Die Anfänge des Deutschunterrichts in China sind bis in die letzten Jahre des 19. Jahrhunderts zurückzuverfolgen (vgl. Xu 2002; Steinmüller 2013: 467 ff.). Über viele Jahre war er Bestandteil des chinesischen Bildungswesens, sowohl in den letzten Jahren der Kaiserzeit, als auch in den Jahren der Republik. Einen gravierenden Einschnitt stellten der japanisch-chinesische Krieg sowie der 2. Weltkrieg dar, nicht nur den Deutschunterricht betreffend. Nach zögerlichen Anfängen in der Volksrepublik und mit Unterstützung der DDR zur Wiedereinführung des Deutschunterrichts an chinesischen Universitäten stellte die Kulturrevolution eine erneute Zäsur dar. Erst im Rahmen der sog. Öffnungspolitik unter Deng Xiaoping nach dem Ende der Kulturrevolution fand ein stetiger Ausbau des Deutschunterrichts an chinesischen Hochschulen statt (vgl. Ammon/Reinbothe/Zhu 2007). Während im Jahr 1997 Germanistik bzw. Deutsch als Hauptfach an 25 Hochschulen angeboten wurde, waren es im Jahr 2009 bereits ca. 100 Hochschulen mit diesem Angebot (vgl. Wang 2011: 33 f.). Im Jahr 2014 war deren Zahl bereits auf 104 angewachsen mit einer Anzahl von ca. 20 000 Germanistikstudierenden. Auch im Bereich des öffentlichen Schulwesens gibt es einige, dem deutschen Sekundarbereich entsprechende Mittelschulen mit Deutsch als Fremdsprache, allerdings ist ihre Zahl bezogen auf die ca. 1,3 Milliarden Chinesen verschwindend gering. Hinzu kommt insbesondere in Großstädten der stetig wachsende Bereich der privaten Sprachschulen, in denen ebenfalls Deutschunterricht angeboten wird, sodass das Goethe-Institut in einer Erhebung im Jahr 2015 zu der Schätzung von ca. 45 000 Deutschlernern in China kommt (Goethe-Institut 2015).

3 Chinesische Lerngewohnheiten?

Es überrascht daher nicht, dass angesichts dieser Entwicklungen ein starkes Interesse an der Gestaltung des DaF-Unterrichts in China besteht. Allerdings muss konstatiert werden, dass spätestens seit der Untersuchung von Mitschian über die Lerngewohnheiten chinesischer Studierender (vgl. Mitschian 1991) das Interesse vor allem auf die Deutschlernenden gerichtet ist. Zahlreiche Untersuchungen bis hin zu Masterarbeiten (vgl u. a. Tian 2016: 40 ff.) widmen sich diesem Aspekt des DaF-Unterrichts. Die didaktische Grundlegung und methodische Gestaltung des Unterrichts tritt dabei in den Hintergrund. Ursächlich hierfür können die zahlreichen Darstellungen zurückgekehrter DAAD-Lektoren sein, die über ihre Unterrichtserfahrungen und die Reaktionen ihrer Studierenden auf den von ihnen gestalteten Unterricht in mehreren Heften der Zeitschrift Info DaF seit Mitte bis Ende der 80er Jahre des 20. Jahrhunderts berichten (vgl. z. B. Kleppin 1987).
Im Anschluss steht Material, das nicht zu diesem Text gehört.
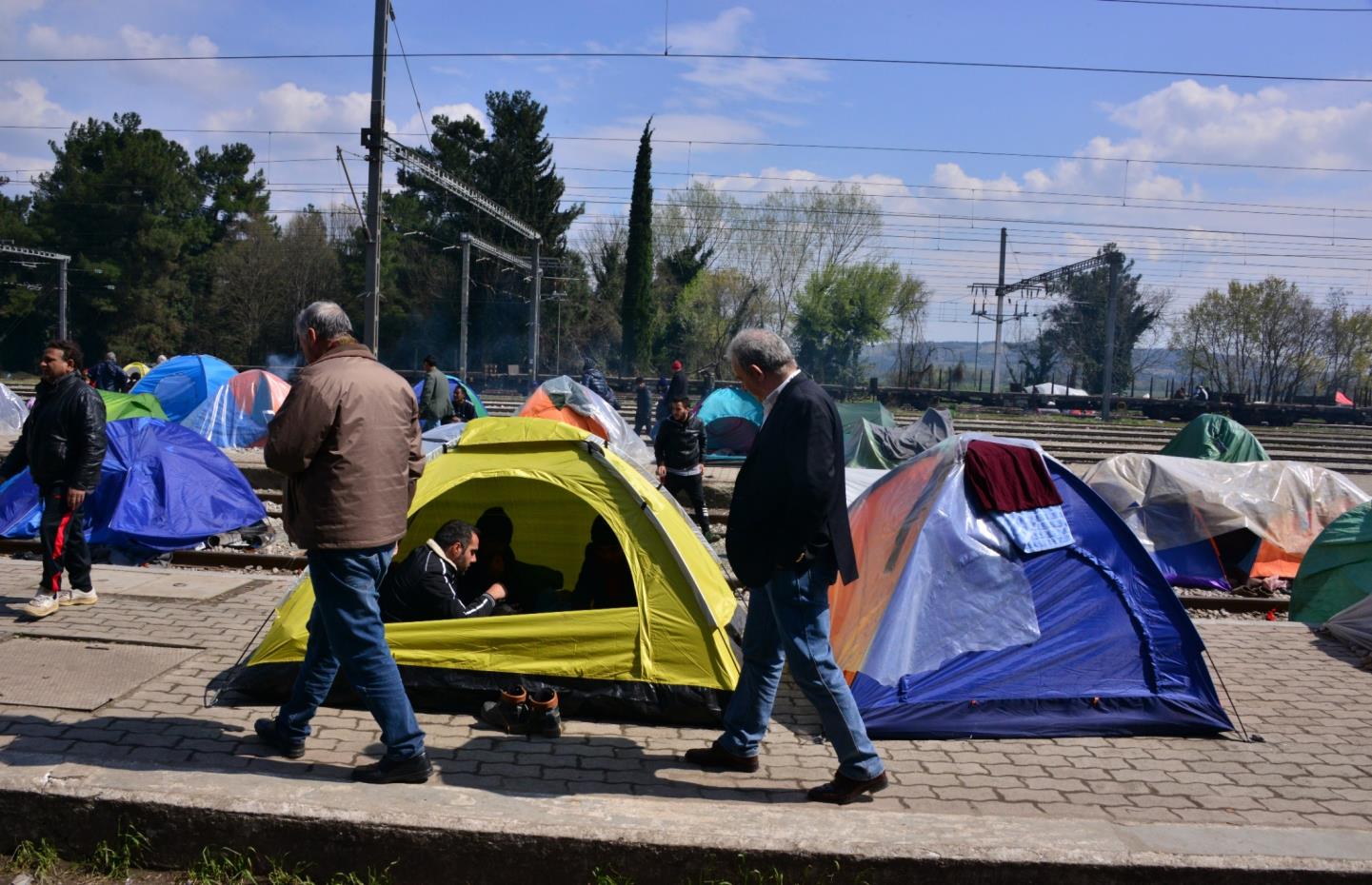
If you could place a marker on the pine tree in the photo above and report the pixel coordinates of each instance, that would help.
(637, 310)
In vielen dieser Lektorenberichte taucht wie ein Basso continuo die Klage über das passive Verhalten der chinesischen Studierenden im Unterricht auf sowie die Feststellung, dass ein an modernen didaktischen und methodischen Vorstellungen orientierter Unterricht, wie z. B. der kommunikative Unterricht, mit chinesischen Studierenden nicht möglich sei – wegen ihres typisch chinesischen Lernverhaltens. Und sehr schnell wird dann als Erklärung gefunden, dass dieses Lernverhalten geprägt sei durch die konfuzianischen Bildungs- und Erziehungstraditionen, eine Behauptung, die auch sehr gern und oft von chinesischen Studierenden und ihren Lehrern aufgegriffen und mit Stolz gegen die „westlichen“ Einflüsse angeführt wird.
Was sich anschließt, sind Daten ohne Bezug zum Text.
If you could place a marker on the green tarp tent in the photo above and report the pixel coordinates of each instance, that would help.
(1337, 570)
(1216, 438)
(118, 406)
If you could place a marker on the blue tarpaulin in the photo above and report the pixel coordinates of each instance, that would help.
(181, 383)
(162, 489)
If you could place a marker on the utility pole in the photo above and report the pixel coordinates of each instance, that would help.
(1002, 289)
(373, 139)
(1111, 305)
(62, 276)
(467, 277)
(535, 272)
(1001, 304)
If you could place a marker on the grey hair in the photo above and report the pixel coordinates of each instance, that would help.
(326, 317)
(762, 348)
Sind es tatsächlich diese unterstellten konfuzianischen Bildungs- und Erziehungstraditionen, die die Grundlage der didaktischen und methodischen Konzepte des heutigen chinesischen DaF-Unterrichts sind und die das passive Lernverhalten chinesischer Studierender verursachen? Ich will hier nicht die Frage diskutieren, ob es sinnvoll und zielführend ist, didaktische und methodische Konzepte, die in einem bestimmten Wissenschafts- und Bildungskontext entwickelt wurden, zu exportieren und zu versuchen, sie unter ganz anderen Wissenschafts- und Bildungsbedingungen eins zu eins umzusetzen (vgl. hierzu Steinmüller 1990: 16 f. und auch Gu 2004: 92), ich möchte vielmehr hier der Frage nachgehen, welche methodischen Konzepte dem gegenwärtigen chinesischen DaF-Unterricht zugrunde liegen und aus welchen Quellen sie sich speisen.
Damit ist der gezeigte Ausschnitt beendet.